No one needs anything here. It´s all about want.” – Düstere, diabolische Worte von Kiefer Sutherland im neuen Drogen-High Life-Thriller “Twelve”. Worte, die man dem ehemals drogen- und alkoholsüchtigen Hollywood-Star jederzeit abnimmt. Sutherland fungiert im neuen Film von Joel Schumacher (der mit dem „24“-Star auch schon „The Lost Boys“ und „Flatliners“ abgedreht hat) aber nicht als Actor, sondern als Erzähler. Eine dramaturgische Idee, die es dem Regisseur ermöglicht, Originalzitate aus dem zugrundeliegenden Kult-Buch von Nick Mc Donell zu verwenden.

 

„12“ hat Mc Donell im Alter von 17 Jahren geschrieben, ein New Yorker Teenager, der die dekadente Szene der Rich Kids selbst miterlebt hat. Haupt-Protagonist von „12“ ist allerdings White Mike, dessen Mutter an Krebs gestorben und dessen Vater nur dem schnöden Mammon verpflichtet ist. Statt die High School abzuschließen, verdient er sein Geld mit dem Verkauf von Drogen an seine ehemaligen Schulkameraden, die sich auf lasziv-promiskuitiven Parties Koks und Pillen bis zum ultimativen Exzess einschmeißen. White Mike trinkt nicht, nimmt keine Drogen, feiert nicht und verkauft auch nicht „Twelve“, die neue, teuflische Mixtur aus Kokain und Ecstasy. Lionel, der gefährliche, schwarze Drogendealer (im Film gespielt von Curtis Jackson aka 50 Cent, der bis zu seiner Rap-Karriere selbst mit Drogen dealte), von dem White Mike den Stoff bezieht, hat da keine Skrupel. Die 18jährige gelangweilt-verwöhnte Jessica verfällt dem Stoff und verkauft ihre Jungfräulichkeit an den Drogendealer, während der Birthday Party von Sara, dem hottest girl of town, die mit ihrer Schönheit und Faszination ihre „Freunde“ brutal ausnutzt und sich das nimmt, was sie will. Und dann passiert ein Mord im Drogenmilieu: Charlie, der Cousin von White Mike wird, ausgerüstet mit einer Waffe, bei einem missglückten Deal erschossen.
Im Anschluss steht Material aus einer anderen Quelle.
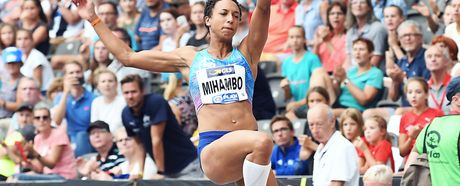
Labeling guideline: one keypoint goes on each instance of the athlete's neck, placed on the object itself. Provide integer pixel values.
(220, 50)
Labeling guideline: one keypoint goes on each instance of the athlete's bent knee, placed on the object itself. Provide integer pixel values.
(263, 145)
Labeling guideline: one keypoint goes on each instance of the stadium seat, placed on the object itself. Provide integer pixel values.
(277, 92)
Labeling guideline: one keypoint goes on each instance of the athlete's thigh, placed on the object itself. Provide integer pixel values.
(223, 158)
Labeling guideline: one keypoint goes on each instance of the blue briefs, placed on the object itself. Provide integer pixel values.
(208, 137)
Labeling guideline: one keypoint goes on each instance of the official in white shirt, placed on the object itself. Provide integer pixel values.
(335, 160)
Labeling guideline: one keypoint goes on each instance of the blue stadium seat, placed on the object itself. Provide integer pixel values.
(277, 92)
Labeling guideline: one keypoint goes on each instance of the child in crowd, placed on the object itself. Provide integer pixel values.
(351, 125)
(378, 175)
(314, 96)
(378, 151)
(298, 69)
(420, 115)
(7, 36)
(169, 27)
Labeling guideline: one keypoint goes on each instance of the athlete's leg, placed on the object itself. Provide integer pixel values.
(222, 160)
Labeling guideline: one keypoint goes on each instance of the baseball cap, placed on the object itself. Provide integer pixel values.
(25, 106)
(98, 125)
(28, 132)
(11, 55)
(453, 88)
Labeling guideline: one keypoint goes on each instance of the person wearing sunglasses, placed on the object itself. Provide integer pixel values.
(108, 156)
(50, 157)
(286, 158)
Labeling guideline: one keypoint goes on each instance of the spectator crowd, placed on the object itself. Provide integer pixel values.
(343, 85)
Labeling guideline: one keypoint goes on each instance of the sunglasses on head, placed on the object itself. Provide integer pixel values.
(41, 117)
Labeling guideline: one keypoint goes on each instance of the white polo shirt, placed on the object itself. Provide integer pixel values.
(336, 161)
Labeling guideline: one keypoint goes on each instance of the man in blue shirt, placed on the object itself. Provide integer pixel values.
(412, 64)
(286, 152)
(151, 119)
(148, 27)
(74, 104)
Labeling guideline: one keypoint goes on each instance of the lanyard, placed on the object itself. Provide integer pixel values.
(444, 85)
(439, 105)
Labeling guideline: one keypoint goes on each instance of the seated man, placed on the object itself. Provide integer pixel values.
(285, 156)
(335, 158)
(108, 156)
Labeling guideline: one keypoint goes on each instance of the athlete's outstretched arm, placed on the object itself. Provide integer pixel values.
(149, 60)
(258, 31)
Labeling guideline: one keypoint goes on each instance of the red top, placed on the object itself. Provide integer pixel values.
(359, 151)
(382, 153)
(412, 119)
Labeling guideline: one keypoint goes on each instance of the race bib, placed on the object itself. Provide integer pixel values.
(221, 85)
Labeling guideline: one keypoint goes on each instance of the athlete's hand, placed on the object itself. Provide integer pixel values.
(85, 9)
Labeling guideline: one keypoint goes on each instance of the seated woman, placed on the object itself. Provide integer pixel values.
(314, 96)
(329, 41)
(418, 117)
(301, 70)
(138, 164)
(359, 87)
(109, 105)
(52, 155)
(33, 19)
(36, 65)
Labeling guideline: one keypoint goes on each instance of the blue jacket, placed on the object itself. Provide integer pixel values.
(288, 162)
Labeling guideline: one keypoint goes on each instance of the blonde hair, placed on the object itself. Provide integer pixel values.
(381, 174)
(57, 85)
(381, 123)
(356, 116)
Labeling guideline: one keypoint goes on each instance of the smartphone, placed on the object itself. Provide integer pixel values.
(81, 80)
(182, 20)
(20, 148)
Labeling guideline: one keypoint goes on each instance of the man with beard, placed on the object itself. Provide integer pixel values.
(412, 64)
(148, 29)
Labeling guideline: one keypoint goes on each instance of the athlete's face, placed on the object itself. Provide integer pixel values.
(415, 94)
(350, 129)
(224, 20)
(392, 18)
(132, 94)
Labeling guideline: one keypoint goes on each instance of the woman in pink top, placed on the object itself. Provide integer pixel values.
(52, 156)
(329, 42)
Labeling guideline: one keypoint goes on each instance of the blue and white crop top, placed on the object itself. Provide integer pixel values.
(216, 81)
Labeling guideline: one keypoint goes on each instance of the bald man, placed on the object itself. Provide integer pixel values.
(335, 160)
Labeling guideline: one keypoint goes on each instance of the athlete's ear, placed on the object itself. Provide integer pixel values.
(207, 21)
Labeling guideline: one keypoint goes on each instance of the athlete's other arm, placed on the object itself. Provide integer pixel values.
(253, 44)
(157, 131)
(148, 60)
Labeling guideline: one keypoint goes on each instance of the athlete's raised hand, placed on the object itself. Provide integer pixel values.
(85, 9)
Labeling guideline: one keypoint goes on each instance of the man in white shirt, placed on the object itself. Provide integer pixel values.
(335, 160)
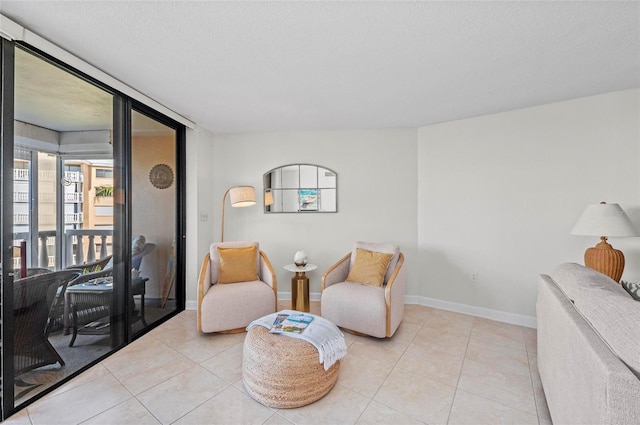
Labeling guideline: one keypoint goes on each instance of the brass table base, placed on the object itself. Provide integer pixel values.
(300, 292)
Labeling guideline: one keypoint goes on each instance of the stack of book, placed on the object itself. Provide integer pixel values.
(292, 323)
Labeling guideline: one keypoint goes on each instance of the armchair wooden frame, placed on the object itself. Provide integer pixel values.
(392, 293)
(267, 275)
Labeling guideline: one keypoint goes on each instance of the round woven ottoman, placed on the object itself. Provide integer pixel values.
(283, 372)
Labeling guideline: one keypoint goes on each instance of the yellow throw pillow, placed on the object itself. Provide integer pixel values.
(369, 267)
(237, 264)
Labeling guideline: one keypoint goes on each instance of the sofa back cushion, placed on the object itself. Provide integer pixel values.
(573, 279)
(615, 317)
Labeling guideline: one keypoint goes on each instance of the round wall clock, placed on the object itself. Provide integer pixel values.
(161, 176)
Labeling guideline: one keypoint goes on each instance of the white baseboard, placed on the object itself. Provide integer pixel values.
(487, 313)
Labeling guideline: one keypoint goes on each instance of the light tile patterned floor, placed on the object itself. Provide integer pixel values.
(439, 368)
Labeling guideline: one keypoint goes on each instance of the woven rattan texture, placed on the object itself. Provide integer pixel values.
(284, 372)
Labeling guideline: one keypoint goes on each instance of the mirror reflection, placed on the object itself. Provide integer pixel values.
(300, 188)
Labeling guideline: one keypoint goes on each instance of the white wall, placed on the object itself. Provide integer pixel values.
(377, 186)
(495, 195)
(499, 194)
(200, 177)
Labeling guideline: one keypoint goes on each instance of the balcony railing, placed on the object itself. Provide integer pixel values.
(21, 174)
(73, 197)
(74, 218)
(74, 176)
(21, 218)
(78, 237)
(20, 196)
(81, 246)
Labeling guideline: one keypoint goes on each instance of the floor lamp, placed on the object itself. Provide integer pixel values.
(604, 220)
(241, 196)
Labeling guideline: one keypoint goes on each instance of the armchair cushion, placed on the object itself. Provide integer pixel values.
(386, 248)
(237, 264)
(369, 267)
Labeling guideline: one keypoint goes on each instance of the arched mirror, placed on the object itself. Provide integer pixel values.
(300, 188)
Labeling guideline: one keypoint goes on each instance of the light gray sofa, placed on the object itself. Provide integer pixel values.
(588, 347)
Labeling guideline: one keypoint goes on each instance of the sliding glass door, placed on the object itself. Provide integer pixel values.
(92, 223)
(153, 218)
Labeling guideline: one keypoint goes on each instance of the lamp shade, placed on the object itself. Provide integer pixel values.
(268, 198)
(604, 220)
(242, 196)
Ein Mord, der während der Spring Break Party in der Luxusvilla eine grauenvolle Kettenreaktion auslöst.....

 

Eine Schluss-Sequenz, die (wohl absichtlich härter) ausfällt als die in dieser Hinsicht mehr realitätsbezogenen, genreverwandten Streifen wie „Less than Zero“ (Bret Easton Ellis), „Traffic“ oder „St. Elmo´s Fire“. „12“ aber bringt die „Tanz auf dem Vulkan“-Philosophie einer vergnügungssüchtigen, hedonistischen Jugend ohne Verantwortung und Lebenssinn ansonsten voll auf den Punkt. Mit großartigen Schauspielern wie „Gossip Girl“-Herzensbrecher Chace Crawford (als White Mike), Emma Roberts (die Nichte von Julia Roberts, in „Blow“ als Tochter von Johnny Depp zu sehen), Emily Meade oder der wunderschönen Lenny Kravitz - Lisa Bonet-Tochter Zoe Kravitz. Der experimentell-kommerzielle Soundtrack kommt von Bands der Zukunft, wie der Phenomenal Handclap Band, der französischen Electro-Band Pony Pony Run Run, Passion Pit, den Klaxons oder dem Hip Hopper Spank Rock. Der „12“ Buch-Autor Nick Mc Donell, auch als Irak-TIME-Journalist tätig, hat übrigens dieser Tage seinen 3. Roman veröffentlicht, einen Polit-Thriller mit dem Titel „Der hohe Preis“. Den müssen auch die Protagonisten des Kinostreifens bezahlen. Wer mit dem Leben anderer experimentiert, der riskiert auch sein eigenes.